As such, to reduce the attack surface, consider explicitly handling the scenario in which the walkTree function does not have a proof to go through.

Update: Acknowledged, not resolved. The Scroll team stated:

We are sure that the default value of rootHash and expectedHash is zero, so no assignment is needed.

Unbounded walkTree Due to Underflow

In the ZkTrieVerifier library, the walkTree function calculates the nodes as the length passed with the proofs, minus one. However, if a user sets the length as if there are no proofs, the nodes variable will be type(uint256).max as it will underflow due to a lack of safe arithmetic operations in assembly. This would cause a situation whereby the loop handles data beyond the range of the calldata where the respective proofs should end.

Although this issue does not cause a problem by itself, as it will probably revert due to checks during the walkTree function, it can still be used as a tool to craft a malicious proof with the intention of triggering another issue.

In favor of reducing the attack surface, consider checking the lengths against the passed proofs.

Update: Acknowledged, not resolved. The Scroll team stated:

If a user sets the length as if there are no proofs, the function will revert. So, it will not be a problem.

Trie Depth Is Not Explicitly Capped

By using the Poseidon Hash, the node uses a maximum depth of 248 levels. However, the ZkTrieVerifier library does not impose a limit on the first byte that represents the length added to the proofs, making it possible to pass proofs with a length that exceeds the limit and continue with the operation. Even though it is challenging to craft a proof that would allow a user to pass the validations performed when constructing the leaf hash, not asserting the length exposes some un-mitigated attack surface which could be targeted by a malicious user in a different attack.

Consider asserting that the maximum depth is not exceeded by the crafted proof.

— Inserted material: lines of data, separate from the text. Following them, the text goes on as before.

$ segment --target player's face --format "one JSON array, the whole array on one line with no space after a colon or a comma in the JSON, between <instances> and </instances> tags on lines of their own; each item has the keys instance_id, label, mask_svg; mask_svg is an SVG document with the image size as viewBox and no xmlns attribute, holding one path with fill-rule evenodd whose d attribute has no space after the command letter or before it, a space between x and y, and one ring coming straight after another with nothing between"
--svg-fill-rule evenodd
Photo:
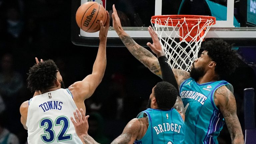
<instances>
[{"instance_id":1,"label":"player's face","mask_svg":"<svg viewBox=\"0 0 256 144\"><path fill-rule=\"evenodd\" d=\"M64 85L64 82L62 80L62 77L60 75L59 71L57 72L57 80L60 83L60 87L62 88L65 88L65 86Z\"/></svg>"},{"instance_id":2,"label":"player's face","mask_svg":"<svg viewBox=\"0 0 256 144\"><path fill-rule=\"evenodd\" d=\"M155 95L154 94L154 89L155 89L155 87L156 86L155 86L152 89L152 92L151 93L151 94L150 94L150 96L149 96L149 99L148 100L148 105L147 106L147 108L155 108L154 107L154 105L153 104L151 101L152 99L155 97Z\"/></svg>"},{"instance_id":3,"label":"player's face","mask_svg":"<svg viewBox=\"0 0 256 144\"><path fill-rule=\"evenodd\" d=\"M190 76L196 81L205 74L207 70L207 66L211 61L211 59L207 53L206 51L203 51L200 57L195 60L192 64L190 72Z\"/></svg>"}]
</instances>

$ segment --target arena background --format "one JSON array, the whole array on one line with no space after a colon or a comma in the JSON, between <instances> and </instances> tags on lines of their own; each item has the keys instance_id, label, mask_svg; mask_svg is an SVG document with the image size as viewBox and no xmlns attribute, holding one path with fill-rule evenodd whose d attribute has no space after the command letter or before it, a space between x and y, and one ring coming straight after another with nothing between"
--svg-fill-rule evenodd
<instances>
[{"instance_id":1,"label":"arena background","mask_svg":"<svg viewBox=\"0 0 256 144\"><path fill-rule=\"evenodd\" d=\"M66 87L91 72L97 48L71 42L71 3L67 0L0 0L0 95L6 105L0 121L1 127L17 136L20 144L26 142L27 133L20 123L19 109L33 95L26 80L35 57L53 60ZM253 59L255 55L252 54ZM125 47L108 47L107 55L102 82L85 101L86 114L90 116L89 134L102 144L110 143L128 122L145 109L152 88L161 80ZM243 90L256 88L254 71L245 61L241 60L235 72L225 79L234 87L243 130ZM12 67L11 71L7 67ZM14 77L11 74L14 72ZM220 144L231 143L226 127L219 140Z\"/></svg>"}]
</instances>

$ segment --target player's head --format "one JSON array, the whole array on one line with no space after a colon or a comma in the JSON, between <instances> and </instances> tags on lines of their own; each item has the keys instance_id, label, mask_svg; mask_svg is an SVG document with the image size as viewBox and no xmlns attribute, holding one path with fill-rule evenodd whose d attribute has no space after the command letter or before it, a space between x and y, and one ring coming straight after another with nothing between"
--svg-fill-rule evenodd
<instances>
[{"instance_id":1,"label":"player's head","mask_svg":"<svg viewBox=\"0 0 256 144\"><path fill-rule=\"evenodd\" d=\"M177 98L177 90L174 86L168 82L159 82L152 89L148 107L169 110L173 107Z\"/></svg>"},{"instance_id":2,"label":"player's head","mask_svg":"<svg viewBox=\"0 0 256 144\"><path fill-rule=\"evenodd\" d=\"M52 60L35 64L30 68L28 74L28 87L32 92L48 91L52 88L64 87L59 69Z\"/></svg>"},{"instance_id":3,"label":"player's head","mask_svg":"<svg viewBox=\"0 0 256 144\"><path fill-rule=\"evenodd\" d=\"M190 76L195 80L210 69L214 70L218 79L235 70L237 57L231 45L221 39L213 39L204 42L202 47L204 51L193 63L190 72Z\"/></svg>"}]
</instances>

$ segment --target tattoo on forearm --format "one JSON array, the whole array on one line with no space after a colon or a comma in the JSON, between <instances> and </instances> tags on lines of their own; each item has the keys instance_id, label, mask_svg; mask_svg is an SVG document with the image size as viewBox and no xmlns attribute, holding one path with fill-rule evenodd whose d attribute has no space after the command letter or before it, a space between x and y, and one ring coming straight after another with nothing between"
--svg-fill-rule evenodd
<instances>
[{"instance_id":1,"label":"tattoo on forearm","mask_svg":"<svg viewBox=\"0 0 256 144\"><path fill-rule=\"evenodd\" d=\"M150 52L140 46L128 35L120 36L120 38L128 50L133 56L150 71L162 77L160 66L157 58Z\"/></svg>"},{"instance_id":2,"label":"tattoo on forearm","mask_svg":"<svg viewBox=\"0 0 256 144\"><path fill-rule=\"evenodd\" d=\"M181 98L179 96L177 97L177 99L176 100L176 102L173 106L173 108L176 109L176 110L179 112L179 113L183 114L185 114L185 111L184 110L184 105L183 104L182 100Z\"/></svg>"},{"instance_id":3,"label":"tattoo on forearm","mask_svg":"<svg viewBox=\"0 0 256 144\"><path fill-rule=\"evenodd\" d=\"M130 36L125 35L120 38L129 51L139 60L145 57L154 56L149 51L137 44Z\"/></svg>"},{"instance_id":4,"label":"tattoo on forearm","mask_svg":"<svg viewBox=\"0 0 256 144\"><path fill-rule=\"evenodd\" d=\"M218 97L222 97L222 99L225 100L222 103L220 103L220 110L225 119L226 124L230 134L232 143L243 144L243 135L236 114L235 97L225 87L217 89L215 95ZM216 97L215 96L214 98L216 98Z\"/></svg>"},{"instance_id":5,"label":"tattoo on forearm","mask_svg":"<svg viewBox=\"0 0 256 144\"><path fill-rule=\"evenodd\" d=\"M152 72L153 73L158 76L161 78L162 78L161 69L160 67L160 65L159 64L159 62L158 61L153 62L151 66L149 68L150 71Z\"/></svg>"},{"instance_id":6,"label":"tattoo on forearm","mask_svg":"<svg viewBox=\"0 0 256 144\"><path fill-rule=\"evenodd\" d=\"M86 144L99 144L89 135L84 136L83 138L83 141Z\"/></svg>"},{"instance_id":7,"label":"tattoo on forearm","mask_svg":"<svg viewBox=\"0 0 256 144\"><path fill-rule=\"evenodd\" d=\"M175 78L177 80L178 85L179 86L180 86L181 83L184 81L184 80L190 77L189 73L184 70L173 69L172 71L174 74Z\"/></svg>"}]
</instances>

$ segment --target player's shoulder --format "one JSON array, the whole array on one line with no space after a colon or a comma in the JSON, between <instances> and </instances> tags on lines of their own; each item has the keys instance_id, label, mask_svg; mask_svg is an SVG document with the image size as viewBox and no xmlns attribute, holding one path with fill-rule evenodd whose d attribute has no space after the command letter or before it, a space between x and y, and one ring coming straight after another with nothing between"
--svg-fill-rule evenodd
<instances>
[{"instance_id":1,"label":"player's shoulder","mask_svg":"<svg viewBox=\"0 0 256 144\"><path fill-rule=\"evenodd\" d=\"M228 94L232 92L225 85L222 86L218 88L215 91L216 94L221 94L222 95Z\"/></svg>"},{"instance_id":2,"label":"player's shoulder","mask_svg":"<svg viewBox=\"0 0 256 144\"><path fill-rule=\"evenodd\" d=\"M27 112L28 109L28 103L29 101L25 101L23 102L20 107L20 112L21 114L23 112Z\"/></svg>"},{"instance_id":3,"label":"player's shoulder","mask_svg":"<svg viewBox=\"0 0 256 144\"><path fill-rule=\"evenodd\" d=\"M214 99L215 104L218 107L219 104L226 103L229 97L234 97L232 92L226 86L222 86L217 89L214 92Z\"/></svg>"},{"instance_id":4,"label":"player's shoulder","mask_svg":"<svg viewBox=\"0 0 256 144\"><path fill-rule=\"evenodd\" d=\"M133 125L134 126L140 126L141 125L144 125L148 123L148 120L147 117L141 118L134 118L128 123L128 124Z\"/></svg>"}]
</instances>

Update: Resolved in pull request #1137 at commit daaf600.

Notes & Additional Information

Inconsistent Naming Convention

The ZkTrieVerifier library uses two naming conventions for the functions' names. In particular, functions associated with the hashing operation (poseidon_hash and the hash_uint256 functions) are written in snake case, whereas other functions such as the walkTree function are written in camel case.

Consider using a consistent naming style throughout the codebase.

Update: Resolved in pull request #1138 at commit db8f65d.

Inconsistent Integer Base in Inline Assembly

The ZkTrieVerifier library makes use of inline assembly for multiple features. When performing these calculations, the decimal and hexadecimal integer bases are used interchangeably. For instance, 1 and 0x1 are used to move the memory pointer.

Consider sticking to one integer base for memory pointer movements and any other operations to improve the readability of the codebase and prevent calculation errors.

Update: Partially resolved in pull request #1139 at commit d280b6c. There are still cases, such as the addition in line 99, that are not consistent with the rest of the code. The Scroll team stated:

depth is not pointer, so we use 1 instead of 0x01.

Incorrect Function Visibility

The verifyZkTrieProof function of the ScrollChainCommitmentVerifier contract is not called internally by this contract.

Consider setting this function's visibility to external instead of public in order to reduce the attack surface.

Update: Resolved in pull request #1140 at commit bb781f1. The verifyStateCommitment function now uses the verifyZkTrieProof function from the ScrollChainCommitmentVerifier contract instead of calling the library directly.

 
 

Conclusion

The audit and the additional testing advisory engagement yielded recommendations to improve the overall quality and health of the codebase.

The codebase is well-written and has proper documentation. However, it could benefit from a more descriptive reasoning about the integration with the rest of the protocol, specially with the node's code, and its limitations. Furthermore, there are opportunities to improve the test suite, and to increase the test coverage.

The Scroll team was very responsive throughout the audit period and provided us with information regarding the operation of the node.